De um lado, as Fazendas Municipais, que tentam prevenir a evasão tributária por meio de planejamentos abusivos e naturalmente interessadas na arrecadação do ITBI. De outro, contribuintes que desejam acoplar às holdings o máximo de eficiência tributária possível. A questão foi parar no Supremo Tribunal Federal após um tribunal decidir que incidiria o ITBI na transferência de bens para integralização de capital de uma empresa cujo objeto social era comprar, vender e alugar bens imóveis — algo que se assemelha às estruturas patrimoniais familiares como as holdings.

No entendimento do fisco, se a empresa explora economicamente o mercado imobiliário, a integralização de capital por meio da transferência de bens dos sócios para a empresa configuraria fato gerador do imposto. Já para os contribuintes, a Constituição Federal é clara ao prever hipótese de não incidência do ITBI na transferência de bens para integralização do capital social (art. 156, § 2º, I).

O que está em jogo no STF

É justamente esse ponto que o STF está prestes a definir: se a natureza da atividade da holding — especialmente quando passa pela compra, venda ou locação de imóveis — é ou não relevante para fins de incidência do ITBI.

Dos onze ministros da Corte, quatro já se manifestaram a favor do contribuinte, no sentido de que a imunidade ao ITBI na integralização de capital deve prevalecer independentemente do objeto social da empresa.

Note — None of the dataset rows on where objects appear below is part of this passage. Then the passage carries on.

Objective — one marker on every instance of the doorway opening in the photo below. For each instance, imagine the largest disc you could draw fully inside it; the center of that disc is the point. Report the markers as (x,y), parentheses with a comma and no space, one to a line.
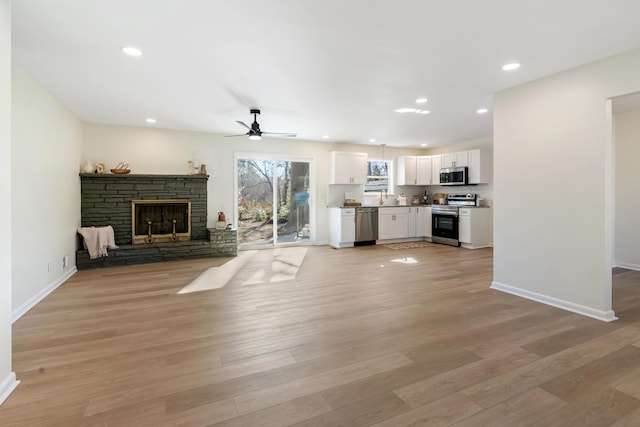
(273,201)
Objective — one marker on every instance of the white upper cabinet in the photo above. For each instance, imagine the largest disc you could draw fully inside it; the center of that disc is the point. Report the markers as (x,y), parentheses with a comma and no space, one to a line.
(347,168)
(436,165)
(457,159)
(480,166)
(423,170)
(407,170)
(414,170)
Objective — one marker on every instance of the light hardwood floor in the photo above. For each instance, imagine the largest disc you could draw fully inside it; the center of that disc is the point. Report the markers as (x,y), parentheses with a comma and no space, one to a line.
(354,340)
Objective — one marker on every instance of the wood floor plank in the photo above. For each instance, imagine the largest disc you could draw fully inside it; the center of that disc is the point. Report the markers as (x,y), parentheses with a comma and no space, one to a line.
(442,412)
(426,391)
(121,346)
(281,393)
(284,414)
(521,410)
(364,412)
(505,386)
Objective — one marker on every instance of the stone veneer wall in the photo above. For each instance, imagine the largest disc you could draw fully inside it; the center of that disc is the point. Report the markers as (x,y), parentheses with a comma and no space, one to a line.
(106,200)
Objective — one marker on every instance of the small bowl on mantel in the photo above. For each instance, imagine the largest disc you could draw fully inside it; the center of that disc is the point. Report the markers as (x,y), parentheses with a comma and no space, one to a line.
(120,171)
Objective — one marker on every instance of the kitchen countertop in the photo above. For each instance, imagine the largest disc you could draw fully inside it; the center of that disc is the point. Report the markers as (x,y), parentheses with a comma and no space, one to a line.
(402,206)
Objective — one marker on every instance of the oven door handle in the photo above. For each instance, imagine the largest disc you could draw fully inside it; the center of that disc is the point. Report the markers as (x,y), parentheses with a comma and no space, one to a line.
(445,213)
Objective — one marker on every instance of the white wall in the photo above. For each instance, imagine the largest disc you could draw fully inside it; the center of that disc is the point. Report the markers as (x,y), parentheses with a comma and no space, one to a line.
(556,246)
(627,179)
(7,377)
(150,150)
(46,149)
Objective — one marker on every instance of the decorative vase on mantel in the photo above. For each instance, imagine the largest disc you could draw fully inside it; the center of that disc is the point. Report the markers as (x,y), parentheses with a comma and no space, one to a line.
(87,167)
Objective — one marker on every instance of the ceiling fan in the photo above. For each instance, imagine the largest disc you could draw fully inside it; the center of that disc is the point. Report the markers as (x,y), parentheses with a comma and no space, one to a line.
(254,130)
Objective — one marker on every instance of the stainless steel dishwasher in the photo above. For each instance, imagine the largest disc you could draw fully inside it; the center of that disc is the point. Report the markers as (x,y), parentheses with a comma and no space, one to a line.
(366,224)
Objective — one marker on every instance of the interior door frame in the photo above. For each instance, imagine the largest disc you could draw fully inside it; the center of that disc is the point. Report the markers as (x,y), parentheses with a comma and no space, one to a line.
(287,158)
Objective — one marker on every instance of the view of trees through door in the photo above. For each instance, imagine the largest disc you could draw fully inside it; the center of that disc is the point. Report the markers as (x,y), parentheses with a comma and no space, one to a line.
(273,202)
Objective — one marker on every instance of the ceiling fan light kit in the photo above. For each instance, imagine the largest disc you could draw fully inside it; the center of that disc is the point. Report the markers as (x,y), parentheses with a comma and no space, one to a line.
(254,132)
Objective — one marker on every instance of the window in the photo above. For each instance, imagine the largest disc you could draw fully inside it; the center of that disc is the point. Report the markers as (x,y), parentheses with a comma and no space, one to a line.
(378,176)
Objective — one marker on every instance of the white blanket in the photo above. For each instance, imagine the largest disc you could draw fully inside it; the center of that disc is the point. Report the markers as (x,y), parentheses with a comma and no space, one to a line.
(97,240)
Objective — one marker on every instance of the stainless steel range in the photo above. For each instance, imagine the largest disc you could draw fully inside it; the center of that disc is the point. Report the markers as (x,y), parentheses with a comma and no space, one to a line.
(444,223)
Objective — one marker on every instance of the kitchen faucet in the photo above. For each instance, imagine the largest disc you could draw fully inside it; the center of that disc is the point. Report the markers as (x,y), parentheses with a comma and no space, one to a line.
(385,196)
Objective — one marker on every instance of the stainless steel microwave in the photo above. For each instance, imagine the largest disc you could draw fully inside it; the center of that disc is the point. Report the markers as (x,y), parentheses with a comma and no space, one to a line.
(454,176)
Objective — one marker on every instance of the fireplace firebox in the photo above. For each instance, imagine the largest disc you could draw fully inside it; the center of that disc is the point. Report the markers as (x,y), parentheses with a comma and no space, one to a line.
(155,221)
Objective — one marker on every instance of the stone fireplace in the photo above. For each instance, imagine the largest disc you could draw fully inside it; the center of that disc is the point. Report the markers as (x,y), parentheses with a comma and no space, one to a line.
(155,221)
(129,202)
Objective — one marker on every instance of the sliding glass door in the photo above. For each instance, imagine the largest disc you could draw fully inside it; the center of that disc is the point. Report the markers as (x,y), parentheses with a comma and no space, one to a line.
(273,196)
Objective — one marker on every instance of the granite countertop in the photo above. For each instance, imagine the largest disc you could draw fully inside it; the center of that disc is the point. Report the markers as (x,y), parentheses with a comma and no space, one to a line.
(402,206)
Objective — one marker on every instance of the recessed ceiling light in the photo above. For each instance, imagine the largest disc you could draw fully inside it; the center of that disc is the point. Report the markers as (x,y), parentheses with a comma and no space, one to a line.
(511,66)
(132,51)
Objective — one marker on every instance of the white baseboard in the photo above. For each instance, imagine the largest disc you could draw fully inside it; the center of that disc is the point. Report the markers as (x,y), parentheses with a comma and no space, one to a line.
(7,386)
(20,311)
(605,316)
(627,265)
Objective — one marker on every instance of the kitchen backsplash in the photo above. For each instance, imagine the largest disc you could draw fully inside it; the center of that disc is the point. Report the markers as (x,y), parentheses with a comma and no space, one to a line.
(336,193)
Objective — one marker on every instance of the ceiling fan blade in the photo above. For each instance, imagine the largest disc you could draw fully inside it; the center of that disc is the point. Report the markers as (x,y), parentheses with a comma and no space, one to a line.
(292,135)
(243,124)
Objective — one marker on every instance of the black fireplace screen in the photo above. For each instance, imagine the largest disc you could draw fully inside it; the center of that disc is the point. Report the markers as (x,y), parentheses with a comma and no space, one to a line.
(161,218)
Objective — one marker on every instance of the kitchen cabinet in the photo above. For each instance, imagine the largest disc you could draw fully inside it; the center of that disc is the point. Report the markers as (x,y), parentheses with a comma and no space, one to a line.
(480,166)
(427,222)
(474,227)
(417,221)
(407,169)
(342,227)
(457,159)
(414,170)
(436,165)
(424,170)
(393,223)
(347,168)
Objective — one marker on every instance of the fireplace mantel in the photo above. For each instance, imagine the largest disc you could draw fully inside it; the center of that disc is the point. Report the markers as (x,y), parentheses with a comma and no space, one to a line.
(131,175)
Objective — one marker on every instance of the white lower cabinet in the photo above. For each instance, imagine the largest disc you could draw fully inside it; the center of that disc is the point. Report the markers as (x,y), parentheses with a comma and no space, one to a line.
(427,222)
(417,226)
(342,227)
(393,223)
(474,227)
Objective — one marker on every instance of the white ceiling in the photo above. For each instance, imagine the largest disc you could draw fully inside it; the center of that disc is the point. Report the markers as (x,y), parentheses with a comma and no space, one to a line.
(330,67)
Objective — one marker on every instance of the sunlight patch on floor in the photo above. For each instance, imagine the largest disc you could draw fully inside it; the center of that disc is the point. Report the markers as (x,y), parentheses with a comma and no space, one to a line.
(218,277)
(268,265)
(408,260)
(284,266)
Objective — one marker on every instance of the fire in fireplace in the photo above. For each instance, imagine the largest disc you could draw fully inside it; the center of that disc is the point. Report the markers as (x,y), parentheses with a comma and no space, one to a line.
(154,221)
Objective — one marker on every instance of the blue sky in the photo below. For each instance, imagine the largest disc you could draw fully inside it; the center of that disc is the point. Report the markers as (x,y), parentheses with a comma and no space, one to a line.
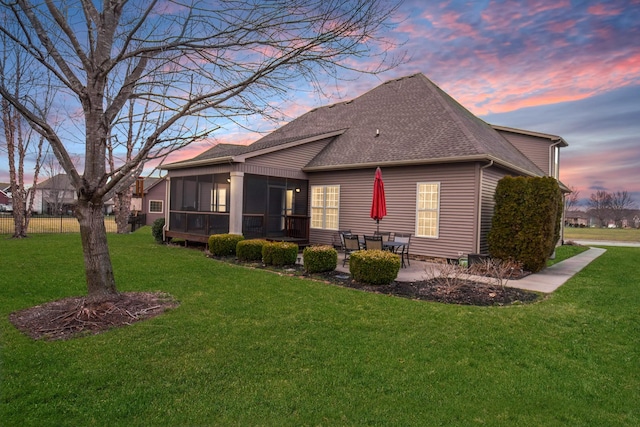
(570,68)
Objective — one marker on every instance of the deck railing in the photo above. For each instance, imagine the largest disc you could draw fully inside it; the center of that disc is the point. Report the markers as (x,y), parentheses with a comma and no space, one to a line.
(202,223)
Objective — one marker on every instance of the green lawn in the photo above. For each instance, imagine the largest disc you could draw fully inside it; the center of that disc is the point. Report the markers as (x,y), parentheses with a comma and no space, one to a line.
(249,347)
(611,234)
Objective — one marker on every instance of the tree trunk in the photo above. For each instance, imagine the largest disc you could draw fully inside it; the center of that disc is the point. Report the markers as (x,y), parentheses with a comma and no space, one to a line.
(97,261)
(19,215)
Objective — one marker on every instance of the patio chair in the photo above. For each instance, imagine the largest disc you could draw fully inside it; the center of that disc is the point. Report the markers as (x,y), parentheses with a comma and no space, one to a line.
(351,244)
(386,235)
(406,239)
(373,243)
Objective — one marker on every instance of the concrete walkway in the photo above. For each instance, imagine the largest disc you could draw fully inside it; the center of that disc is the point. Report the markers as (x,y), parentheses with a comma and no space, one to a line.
(548,280)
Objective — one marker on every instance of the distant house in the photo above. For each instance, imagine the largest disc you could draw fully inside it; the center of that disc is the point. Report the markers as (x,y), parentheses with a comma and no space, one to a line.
(314,175)
(151,202)
(54,196)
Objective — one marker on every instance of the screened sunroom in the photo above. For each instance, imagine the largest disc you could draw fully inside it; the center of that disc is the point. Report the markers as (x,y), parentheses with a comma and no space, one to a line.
(255,206)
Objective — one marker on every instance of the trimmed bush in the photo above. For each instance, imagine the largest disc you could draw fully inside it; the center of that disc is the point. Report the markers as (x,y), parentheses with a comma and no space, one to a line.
(156,229)
(250,250)
(526,221)
(318,259)
(224,244)
(374,267)
(279,253)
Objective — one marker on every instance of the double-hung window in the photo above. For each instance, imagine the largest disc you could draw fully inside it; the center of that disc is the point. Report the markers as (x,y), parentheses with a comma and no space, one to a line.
(155,206)
(427,209)
(325,204)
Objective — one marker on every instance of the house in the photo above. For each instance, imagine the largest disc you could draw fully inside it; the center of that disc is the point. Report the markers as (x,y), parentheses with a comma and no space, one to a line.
(150,201)
(314,175)
(54,196)
(576,218)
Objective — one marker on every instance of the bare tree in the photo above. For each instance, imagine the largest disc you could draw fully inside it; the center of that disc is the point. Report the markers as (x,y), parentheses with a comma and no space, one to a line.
(621,202)
(199,66)
(600,205)
(20,141)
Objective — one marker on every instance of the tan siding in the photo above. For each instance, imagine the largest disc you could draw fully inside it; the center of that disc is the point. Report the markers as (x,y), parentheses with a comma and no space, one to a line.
(536,149)
(457,205)
(490,178)
(291,158)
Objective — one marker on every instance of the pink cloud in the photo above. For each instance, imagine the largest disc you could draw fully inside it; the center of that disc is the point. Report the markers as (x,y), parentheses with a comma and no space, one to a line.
(603,10)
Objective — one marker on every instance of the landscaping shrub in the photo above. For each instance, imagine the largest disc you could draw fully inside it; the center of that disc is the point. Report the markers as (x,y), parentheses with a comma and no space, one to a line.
(279,253)
(318,259)
(526,221)
(156,229)
(250,250)
(224,244)
(374,267)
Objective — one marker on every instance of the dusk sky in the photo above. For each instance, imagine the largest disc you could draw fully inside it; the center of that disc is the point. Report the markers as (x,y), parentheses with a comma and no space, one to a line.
(569,68)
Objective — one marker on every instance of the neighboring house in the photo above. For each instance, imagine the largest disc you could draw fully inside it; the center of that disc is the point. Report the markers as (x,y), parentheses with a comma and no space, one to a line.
(314,176)
(151,202)
(54,196)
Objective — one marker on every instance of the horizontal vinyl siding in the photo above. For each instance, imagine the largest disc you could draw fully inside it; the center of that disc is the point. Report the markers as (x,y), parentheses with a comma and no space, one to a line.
(457,205)
(490,178)
(536,149)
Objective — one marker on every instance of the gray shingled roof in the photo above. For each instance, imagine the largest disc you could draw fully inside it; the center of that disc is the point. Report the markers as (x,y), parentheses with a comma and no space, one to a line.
(416,121)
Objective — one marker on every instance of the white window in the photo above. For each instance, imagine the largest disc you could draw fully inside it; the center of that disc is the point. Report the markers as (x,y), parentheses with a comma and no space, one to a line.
(325,203)
(155,206)
(427,209)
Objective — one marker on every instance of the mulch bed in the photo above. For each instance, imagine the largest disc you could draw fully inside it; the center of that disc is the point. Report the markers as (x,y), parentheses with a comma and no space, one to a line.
(74,317)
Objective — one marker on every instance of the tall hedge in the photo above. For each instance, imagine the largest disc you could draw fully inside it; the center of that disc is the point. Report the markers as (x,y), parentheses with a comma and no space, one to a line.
(526,221)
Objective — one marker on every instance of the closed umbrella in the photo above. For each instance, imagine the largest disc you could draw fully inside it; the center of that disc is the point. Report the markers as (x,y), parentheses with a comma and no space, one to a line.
(378,204)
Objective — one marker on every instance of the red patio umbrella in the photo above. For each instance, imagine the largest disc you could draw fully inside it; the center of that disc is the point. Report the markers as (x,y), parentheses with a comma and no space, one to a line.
(378,204)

Se esse entendimento se consolidar, é possível que traga consequências relevantes no planejamento patrimonial e sucessório no Brasil.

O que muda na prática

Isso porque, em alguns casos, projetos de constituição de holdings acabam sendo revistos diante da exigência do ITBI e custos acessórios futuros. Para patrimônios menores e sensíveis ao custo da estruturação da holding, o imposto pode ter impacto significativo (em muitos municípios, a alíquota costuma ser de 2% do valor dos bens transmitidos). A insegurança jurídica também pesa no bolso. O receio, enquanto o STF não define a questão, é que a imprevisibilidade tributária na relação holding-fisco prejudique os benefícios de organização e governança.

Por outro lado, é preciso cautela. A discussão sobre o ITBI, embora central neste caso, não esgota os riscos e as complexidades envolvidos na criação de uma holding. Questões como a correta avaliação dos bens, a estrutura societária, o regime de tributação futura, além dos custos de manutenção da empresa, continuam sendo determinantes para que sua utilidade prática seja alcançada. Em outras palavras, ainda que o ITBI seja relevante, ele está longe de ser o único fator na decisão de estruturar uma holding.

Além disso, a própria decisão do STF, mesmo que seja favorável ao contribuinte, não eliminará completamente o espaço para disputas. É comum que interpretações locais, regulamentações municipais e discussões sobre casos concretos mantenham um certo grau de litigiosidade.

Não se pode negar, também, que um efeito colateral à não incidência do ITBI é a possibilidade de aumentar a utilização de holdings apenas como instrumento de “fachada”, simulando uma organização patrimonial em desacordo com a lei apenas com finalidade de dificultar a fiscalização tributária. Por outro lado, municípios podem adotar, na expressão do Prof. Ricardo Lobo Torres, da “inconstitucionalidade útil” para levar adiante a discussão ou até propor ao Congresso Nacional a mudança da Constituição para que se adote uma visão mais restritiva do tema.

Mas o que muda, nesse cenário, é o ponto de partida do debate.

Ainda assim, permanece uma reflexão importante: estruturas jurídicas não substituem a análise criteriosa e estruturação personalizada conforme a necessidade de cada família. Uma holding não é, por si só, sinônimo de eficiência, economia ou proteção. Ela é apenas um elemento a ser considerado, que, como outros, depende menos da promessa que carrega e mais da forma como é combinado com a realidade econômica que pretende organizar. A futura decisão do STF será mais uma variável desta grande equação.